Paroxysmal dyskinesias.

Shyamal H. Mehta, MD, PhD Movement Disorders Program, Department of Neurology, 1429 Harper Street, HF-1121, Augusta, GA 30912, USA. .
Current Treatment Options in Neurology (Impact Factor: 2.18). 06/2009; 11(3):170-8. DOI: 10.1007/s11940-009-0020-x
Source: PubMed

ABSTRACT Paroxysmal dyskinesias are a rare group of movement disorders affecting both adults and children. Based on the events that precipitate the abnormal movements, they are subdivided into paroxysmal kinesigenic dyskinesia (PKD), precipitated by sudden voluntary movements; paroxysmal nonkinesigenic dyskinesia (PNKD), which occurs at rest; paroxysmal exertion-induced dyskinesia (PED), occurring after prolonged exercise; and paroxysmal hypnogenic dyskinesia (PHD), which occurs in sleep.

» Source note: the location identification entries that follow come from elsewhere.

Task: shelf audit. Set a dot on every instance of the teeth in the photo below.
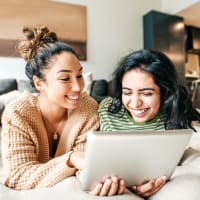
(140, 111)
(73, 97)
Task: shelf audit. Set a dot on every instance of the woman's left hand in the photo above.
(149, 188)
(109, 187)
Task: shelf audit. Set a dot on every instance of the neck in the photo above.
(52, 113)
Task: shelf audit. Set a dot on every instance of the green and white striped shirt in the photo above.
(122, 120)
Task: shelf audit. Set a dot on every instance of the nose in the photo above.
(76, 86)
(136, 101)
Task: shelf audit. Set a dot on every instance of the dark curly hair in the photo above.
(176, 109)
(38, 48)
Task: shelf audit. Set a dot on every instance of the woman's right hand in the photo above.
(110, 186)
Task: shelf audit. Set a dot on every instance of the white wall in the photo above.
(114, 28)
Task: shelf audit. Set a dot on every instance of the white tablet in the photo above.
(135, 156)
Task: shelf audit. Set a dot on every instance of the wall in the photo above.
(114, 27)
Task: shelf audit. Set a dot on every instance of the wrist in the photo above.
(69, 162)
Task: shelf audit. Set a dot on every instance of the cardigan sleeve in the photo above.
(28, 166)
(21, 157)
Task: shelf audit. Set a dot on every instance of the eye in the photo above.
(80, 76)
(65, 79)
(147, 94)
(126, 93)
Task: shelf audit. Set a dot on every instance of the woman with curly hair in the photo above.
(147, 95)
(44, 134)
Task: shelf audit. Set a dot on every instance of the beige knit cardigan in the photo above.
(25, 149)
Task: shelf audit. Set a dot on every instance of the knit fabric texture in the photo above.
(25, 148)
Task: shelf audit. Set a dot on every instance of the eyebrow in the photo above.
(143, 89)
(67, 70)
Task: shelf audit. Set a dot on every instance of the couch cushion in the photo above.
(7, 85)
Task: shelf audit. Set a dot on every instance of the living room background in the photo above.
(114, 27)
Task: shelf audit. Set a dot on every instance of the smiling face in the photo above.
(63, 82)
(140, 95)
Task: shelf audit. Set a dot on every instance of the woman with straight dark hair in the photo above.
(147, 95)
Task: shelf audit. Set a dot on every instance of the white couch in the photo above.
(69, 189)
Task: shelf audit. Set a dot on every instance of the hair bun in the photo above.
(35, 39)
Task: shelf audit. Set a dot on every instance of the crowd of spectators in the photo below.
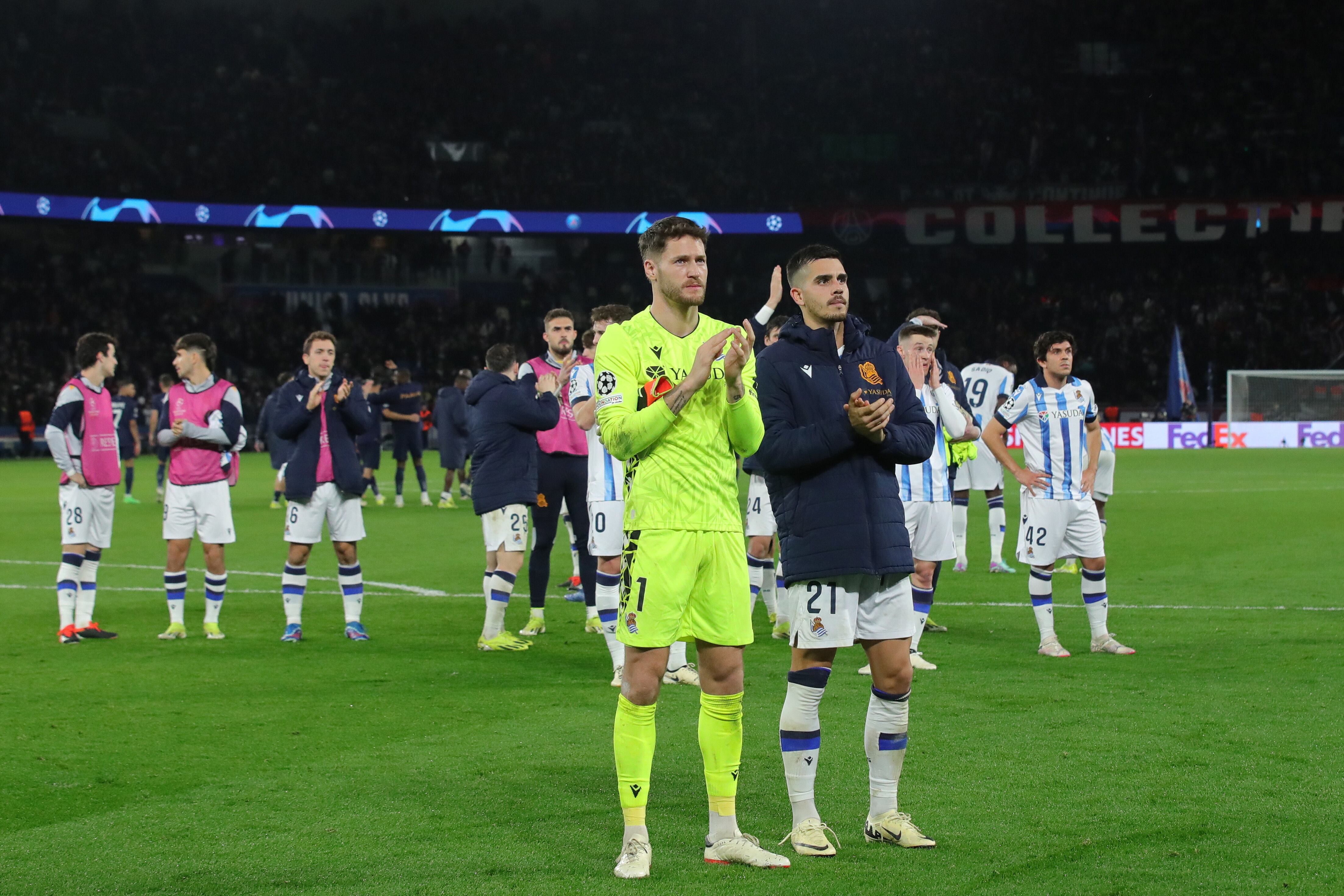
(621, 105)
(1275, 308)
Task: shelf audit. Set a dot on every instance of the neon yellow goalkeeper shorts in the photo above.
(684, 586)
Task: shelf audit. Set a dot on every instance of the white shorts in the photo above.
(87, 515)
(607, 530)
(760, 514)
(929, 524)
(1054, 530)
(506, 530)
(199, 510)
(345, 519)
(1105, 483)
(838, 612)
(982, 475)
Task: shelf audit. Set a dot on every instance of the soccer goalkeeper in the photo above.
(675, 400)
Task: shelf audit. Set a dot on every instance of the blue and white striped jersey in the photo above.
(607, 475)
(984, 385)
(928, 482)
(1054, 434)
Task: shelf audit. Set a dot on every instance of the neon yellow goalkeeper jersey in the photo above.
(681, 472)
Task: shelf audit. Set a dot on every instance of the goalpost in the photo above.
(1285, 396)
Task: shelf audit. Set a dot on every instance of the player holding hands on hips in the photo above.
(1061, 441)
(841, 413)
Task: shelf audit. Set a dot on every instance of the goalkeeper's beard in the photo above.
(677, 296)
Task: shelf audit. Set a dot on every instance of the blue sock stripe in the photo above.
(798, 741)
(811, 677)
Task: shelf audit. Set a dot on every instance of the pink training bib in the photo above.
(193, 461)
(99, 460)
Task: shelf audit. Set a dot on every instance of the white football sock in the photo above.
(1040, 586)
(998, 528)
(353, 590)
(924, 606)
(885, 733)
(68, 588)
(292, 586)
(608, 601)
(215, 586)
(800, 739)
(959, 527)
(502, 589)
(1094, 600)
(175, 592)
(756, 578)
(677, 656)
(88, 588)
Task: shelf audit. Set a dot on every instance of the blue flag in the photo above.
(1181, 391)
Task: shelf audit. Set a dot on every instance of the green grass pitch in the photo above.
(1210, 762)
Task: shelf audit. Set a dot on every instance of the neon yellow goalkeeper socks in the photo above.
(634, 742)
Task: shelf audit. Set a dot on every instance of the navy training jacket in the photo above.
(506, 418)
(293, 421)
(835, 495)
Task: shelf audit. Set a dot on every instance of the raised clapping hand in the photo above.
(738, 353)
(1033, 480)
(869, 418)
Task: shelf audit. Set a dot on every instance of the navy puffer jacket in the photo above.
(835, 495)
(504, 421)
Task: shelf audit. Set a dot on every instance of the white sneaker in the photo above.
(810, 839)
(1051, 648)
(635, 859)
(1108, 644)
(896, 828)
(684, 676)
(742, 849)
(920, 663)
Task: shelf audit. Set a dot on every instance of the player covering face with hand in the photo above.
(675, 401)
(841, 413)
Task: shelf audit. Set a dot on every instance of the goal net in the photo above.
(1285, 396)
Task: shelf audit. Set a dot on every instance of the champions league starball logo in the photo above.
(447, 223)
(142, 208)
(642, 222)
(315, 215)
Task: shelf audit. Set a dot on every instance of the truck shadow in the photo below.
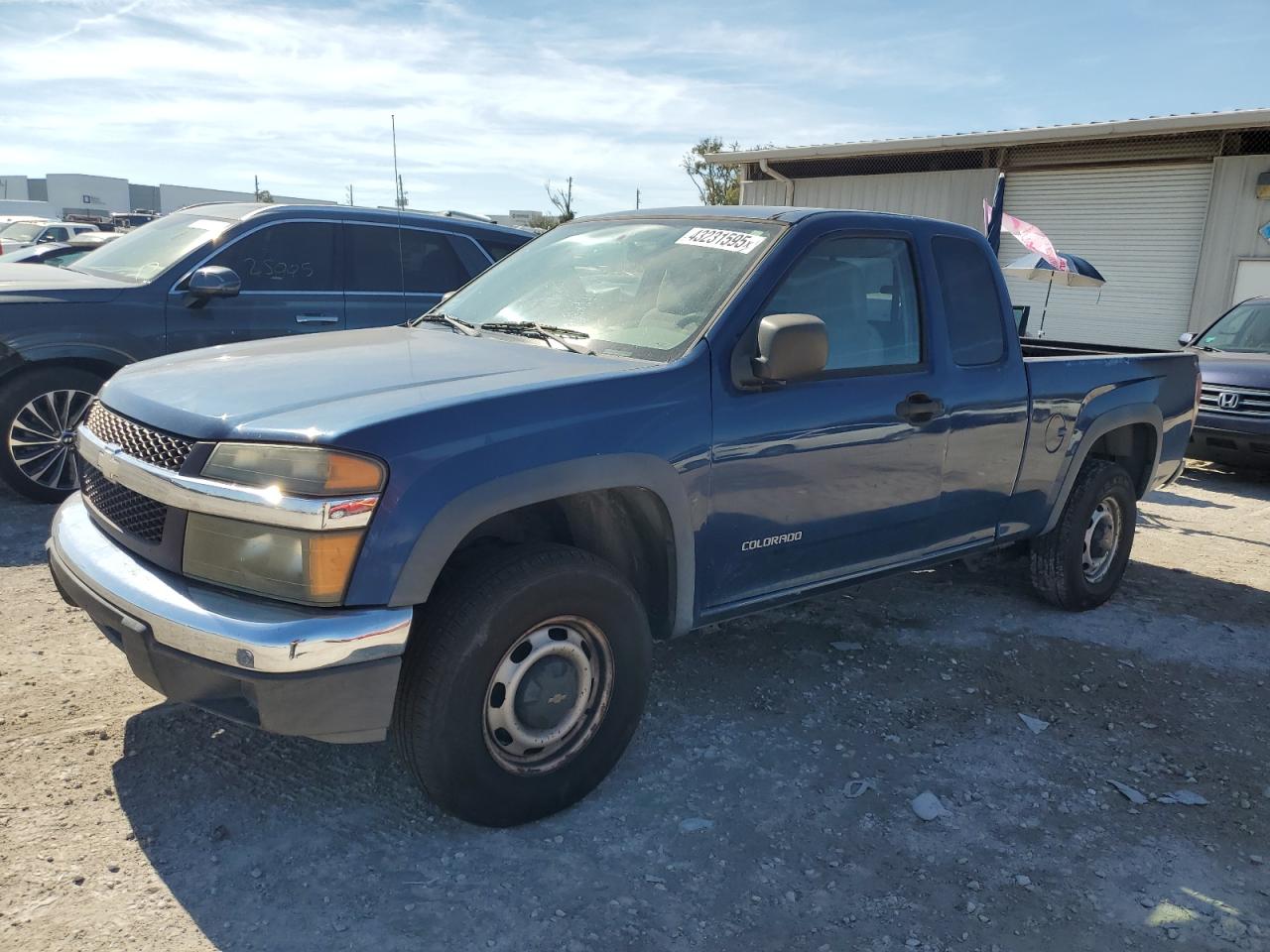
(23, 530)
(284, 843)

Paroxysmal dyskinesias can be sporadic, familial (autosomal dominant inheritance), or secondary to other disorders. Recent genetic discoveries may aid us in elucidating the pathophysiology of these disorders. PKD has been linked to the pericentromeric region of chromosome 16, PNKD is associated with mutations in the myofibrillogenesis regulator 1 (MR-1) gene on the long arm of chromosome 2 (2q32-36 locus), and PED is associated with mutations in the glucose transporter gene, GLUT1, responsible for glucose transport across the blood-brain barrier. Lifestyle modification to avoid precipitating factors is important in the management of paroxysmal dyskinesias. Medical therapies have not been examined in controlled trials. Nevertheless, anticonvulsants have been found to be extremely effective in treating PKD and are sometimes useful in other types, suggesting that these disorders may indeed represent forms of channelopathies. Drugs such as acetazolamide, anticholinergics, levodopa, and tetrabenazine have been inconsistently successful. In rare cases with medically refractory symptoms, deep brain stimulation has also been employed. Development of successful treatments for the different paroxysmal dyskinesias rests on elucidating the pathophysiology and targeting therapy to treat the underlying perturbation.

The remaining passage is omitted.